Now everybody from Tory ministers to police commissioners wants to blame
others and talk about Hillsborough as if they are members of the Justice
campaign.
That should not lead the rest of us to forget that The Truth is often
a politically expedient commodity.
4)
The fan-bashing spirit of Hillsborough lives
The Hillsborough campaigners have been widely praised for
keeping alive the spirit of the victims and the fans.
Yet we should recognise
that the other side of the spirit of Hillsborough – the contempt for
working-class football fans – lives on, too.
Back then, supporters were often branded as hooligans,
animals and scum; as one mid-Eighties newspaper famously described it, football
was ‘a slum sport played in slum stadiums increasingly watched by slum people,
who deter decent folk from turning up’.
Nobody needs to pretend that there was
no football hooliganism in the Eighties; we need only recall the
often-forgotten disaster at Heysel, in which 32 Italians (and 7 others) died
when a wall collapsed after they were charged by Liverpool fans before the 1985
European Cup final against Juventus.
But that was no justification for the
paramilitary policing of football crowds that led to Hillsborough.
These days, attempts to police football fans are more
insidious.
The spectre of hooliganism has largely been laid to rest by
comprehensive policing systems and high ticket prices that mean the average
Premier League spectator is now a relatively sedate middle-aged bloke.
The
authorities are still preoccupied with controlling the crowds, but now the
emphasis is on controlling not just what they do, but what fans can say, sing
and even think in the no-smoking/swearing/standing stadiums and beyond.
The
high-minded media is more likely to brand old-fashioned football fans
‘knuckle-dragging’ racists, misogynists and homophobes than hooligans.
In
‘progressive’ Scotland, the Offensive Behaviour at Football and Threatening
Communications Act has even resulted in fans being jailed for singing ‘naughty’
songs.
Scratch the surface and this reveals much the same spirit
of fear and loathing for the mass of football fans that was behind both the
Hillsborough disaster and the attempts to blame Liverpool supporters for
causing their own tragedy.
Now some commentators even want to contrast the
well-behaved Liverpool supporters with others – thus maintaining a dual
attitude of both solidarity with the Hillsborough victims and disdain for
vulgar football fandom.
Days after the inquest verdicts, a headline in the Guardian (no surprises there) argued that ‘The
authorities failed the Liverpool fans at Hillsborough.
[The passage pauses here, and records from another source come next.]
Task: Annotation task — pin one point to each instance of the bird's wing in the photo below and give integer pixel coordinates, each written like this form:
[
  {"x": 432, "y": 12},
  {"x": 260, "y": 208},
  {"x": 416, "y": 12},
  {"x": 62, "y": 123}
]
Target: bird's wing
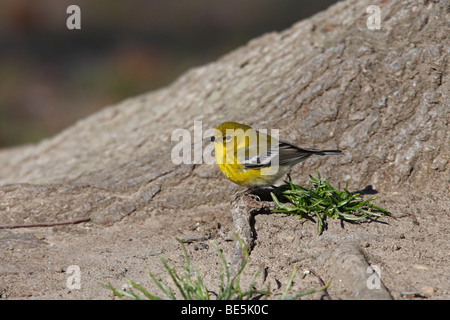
[{"x": 283, "y": 152}]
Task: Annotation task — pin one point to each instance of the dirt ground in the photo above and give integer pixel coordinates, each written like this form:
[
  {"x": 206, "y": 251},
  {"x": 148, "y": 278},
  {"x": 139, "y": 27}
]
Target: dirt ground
[{"x": 411, "y": 251}]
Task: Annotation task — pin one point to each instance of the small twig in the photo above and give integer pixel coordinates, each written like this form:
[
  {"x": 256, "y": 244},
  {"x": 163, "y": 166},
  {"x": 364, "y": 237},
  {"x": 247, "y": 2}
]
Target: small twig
[
  {"x": 322, "y": 284},
  {"x": 43, "y": 224}
]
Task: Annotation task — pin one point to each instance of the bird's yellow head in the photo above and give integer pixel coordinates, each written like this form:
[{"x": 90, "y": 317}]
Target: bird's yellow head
[{"x": 227, "y": 138}]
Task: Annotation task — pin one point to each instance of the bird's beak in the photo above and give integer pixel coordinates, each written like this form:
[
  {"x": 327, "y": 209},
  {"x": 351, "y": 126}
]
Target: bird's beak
[{"x": 209, "y": 138}]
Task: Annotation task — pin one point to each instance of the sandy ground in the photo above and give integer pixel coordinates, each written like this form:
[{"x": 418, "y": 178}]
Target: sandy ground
[{"x": 411, "y": 251}]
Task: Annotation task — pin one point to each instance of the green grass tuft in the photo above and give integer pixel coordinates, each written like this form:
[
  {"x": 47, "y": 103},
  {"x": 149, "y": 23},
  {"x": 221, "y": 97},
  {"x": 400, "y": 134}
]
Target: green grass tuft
[{"x": 323, "y": 200}]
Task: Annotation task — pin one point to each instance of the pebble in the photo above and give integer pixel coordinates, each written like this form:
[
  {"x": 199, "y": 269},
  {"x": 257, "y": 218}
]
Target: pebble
[
  {"x": 427, "y": 291},
  {"x": 290, "y": 238}
]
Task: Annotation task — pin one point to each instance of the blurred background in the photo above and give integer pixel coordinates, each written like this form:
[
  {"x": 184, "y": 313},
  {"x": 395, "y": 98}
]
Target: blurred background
[{"x": 51, "y": 76}]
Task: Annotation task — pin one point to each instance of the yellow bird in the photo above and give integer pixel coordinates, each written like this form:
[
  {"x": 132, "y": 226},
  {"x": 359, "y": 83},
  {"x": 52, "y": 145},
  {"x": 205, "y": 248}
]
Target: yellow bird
[{"x": 254, "y": 159}]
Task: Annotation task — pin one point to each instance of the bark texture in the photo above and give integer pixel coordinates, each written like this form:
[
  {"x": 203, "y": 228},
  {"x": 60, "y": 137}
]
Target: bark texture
[{"x": 381, "y": 96}]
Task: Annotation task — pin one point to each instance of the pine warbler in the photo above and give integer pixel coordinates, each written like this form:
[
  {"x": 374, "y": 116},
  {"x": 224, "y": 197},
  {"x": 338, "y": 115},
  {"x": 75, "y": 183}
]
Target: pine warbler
[{"x": 255, "y": 159}]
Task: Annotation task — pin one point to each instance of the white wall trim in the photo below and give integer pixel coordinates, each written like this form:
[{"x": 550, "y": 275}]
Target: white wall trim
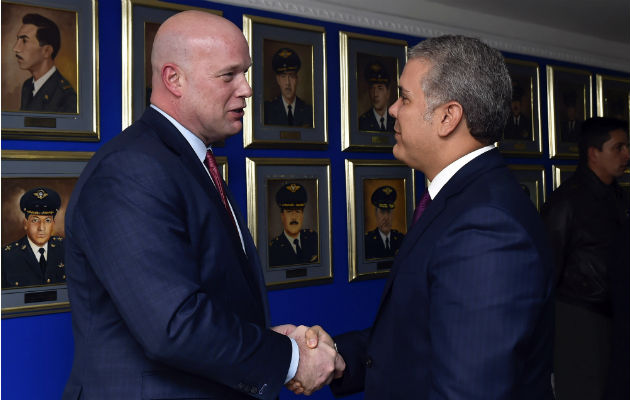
[{"x": 540, "y": 41}]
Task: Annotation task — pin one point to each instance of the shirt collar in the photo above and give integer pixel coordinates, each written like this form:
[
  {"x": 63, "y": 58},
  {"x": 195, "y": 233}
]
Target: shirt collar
[
  {"x": 286, "y": 109},
  {"x": 36, "y": 248},
  {"x": 197, "y": 144},
  {"x": 40, "y": 82},
  {"x": 378, "y": 117},
  {"x": 447, "y": 173}
]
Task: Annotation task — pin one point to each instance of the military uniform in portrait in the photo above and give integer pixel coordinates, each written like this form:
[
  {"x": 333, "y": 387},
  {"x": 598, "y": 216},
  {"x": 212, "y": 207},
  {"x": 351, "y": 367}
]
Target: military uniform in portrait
[
  {"x": 281, "y": 251},
  {"x": 20, "y": 266},
  {"x": 55, "y": 95}
]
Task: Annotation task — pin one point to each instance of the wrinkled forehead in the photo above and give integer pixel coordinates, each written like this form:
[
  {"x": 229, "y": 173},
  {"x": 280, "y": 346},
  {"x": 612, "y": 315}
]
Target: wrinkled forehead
[{"x": 28, "y": 30}]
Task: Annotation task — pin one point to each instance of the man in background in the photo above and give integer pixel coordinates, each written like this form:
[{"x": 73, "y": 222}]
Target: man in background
[
  {"x": 376, "y": 118},
  {"x": 168, "y": 298},
  {"x": 294, "y": 245},
  {"x": 383, "y": 241},
  {"x": 37, "y": 258},
  {"x": 287, "y": 109},
  {"x": 587, "y": 219},
  {"x": 38, "y": 42}
]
But so did the real
hooligans’, by creating ‘the excuse’ for cages and harsh policing at matches.
So, Liverpool supporters may have been blameless, but it still appears that for
some the ‘real hooligans’ among football fans were partly to blame.
The inquest jury’s verdict that the fans bore no responsibility
for the disaster was a welcome rebuttal of all the old false allegations
blaming drunken fans.
Yet there is no need to pretend that the blameless
Liverpool fans on that day must all have been sober saints.
Neither are
Leicester fans this week, nor any other set of football supporters.
And nor
should anybody expect them to behave like a choir on their way to a sanctified
service, rather than a raucous crowd out to enjoy a big match.
It will be another tragedy if the legacy of Hillsborough is
twisted to help further smother the spirit of football.